Maintaining Professional Boundaries

As a healthcare professional you will often be in knowledge of intimate personal details about your patient or the service user. You might therefore develop a close relationship with each other. However, you must be careful not to find yourself in an improper emotional relationship. It might not always be obvious when treating a patient or service user whether you are crossing professional boundaries.

In this article we look at a real life case involving a social worker who thought they were doing their best to support a service user but instead found themselves investigated by Social Work England for crossing professional boundaries.

Case study
The social worker was allocated to work with a service user in crisis. They helped admit the service user into psychiatric care. The service user explained their problems had begun with work related stress. When providing support, the social worker liaised with the service user’s professional regulator; the NMC, the RCN and their employer. They submitted a report about the service user’s mental health along with recommendations. The social worker’s contract came to an end with the community team and the service user’s care was passed to another social worker.

The service user however contacted the social worker on Facebook, sending a friend request, which the social worker accepted. They formed a friendship and socialised together. The service user wanted the social worker to act as a witness in their regulatory and employment investigations. The social worker agreed and had some ongoing limited contact with the service user’s employer. The service user’s employer complained and the social worker was suspended from practising by Social Work England pending their full investigation.

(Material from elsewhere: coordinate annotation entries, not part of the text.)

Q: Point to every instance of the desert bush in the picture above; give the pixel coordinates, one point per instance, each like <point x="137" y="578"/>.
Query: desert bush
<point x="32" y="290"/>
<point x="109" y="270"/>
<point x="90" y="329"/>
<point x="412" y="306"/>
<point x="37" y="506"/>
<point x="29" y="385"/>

The social worker contacted us when we helped them undertake a significant amount of reflective work on their code of practice and their actions. Through a period of reflective work they came to realise, amongst other things, that they’d not considered the service user might now have different expectations of other professionals involved in their care which could impact their therapeutic relationship. They accepted their ongoing involvement, although well intentioned, constituted work outside of their scope of practice, and although the service user had wanted their relationship to continue, they had crossed professional boundaries. They also reflected that they had overidentified with the struggles of the service user, which lead to this situation occurring in the first place.

Social Work England accepted the social worker had demonstrated sufficient insight, remorse and remediation and so decided not to refer their case to a fitness to practise hearing. They lifted the interim suspension but issued a warning, warning them to ensure they maintained clear professional boundaries in the future.

Conclusion
You might be treating someone who is emotionally or physically vulnerable. The balance of power is therefore often tipped in your favour. It is your responsibility to ensure that your patients/service users know you are not their friend, partner or family member. If a patient relationship looks or starts to feel uncomfortable, seek advice from your colleagues or others as soon as possible.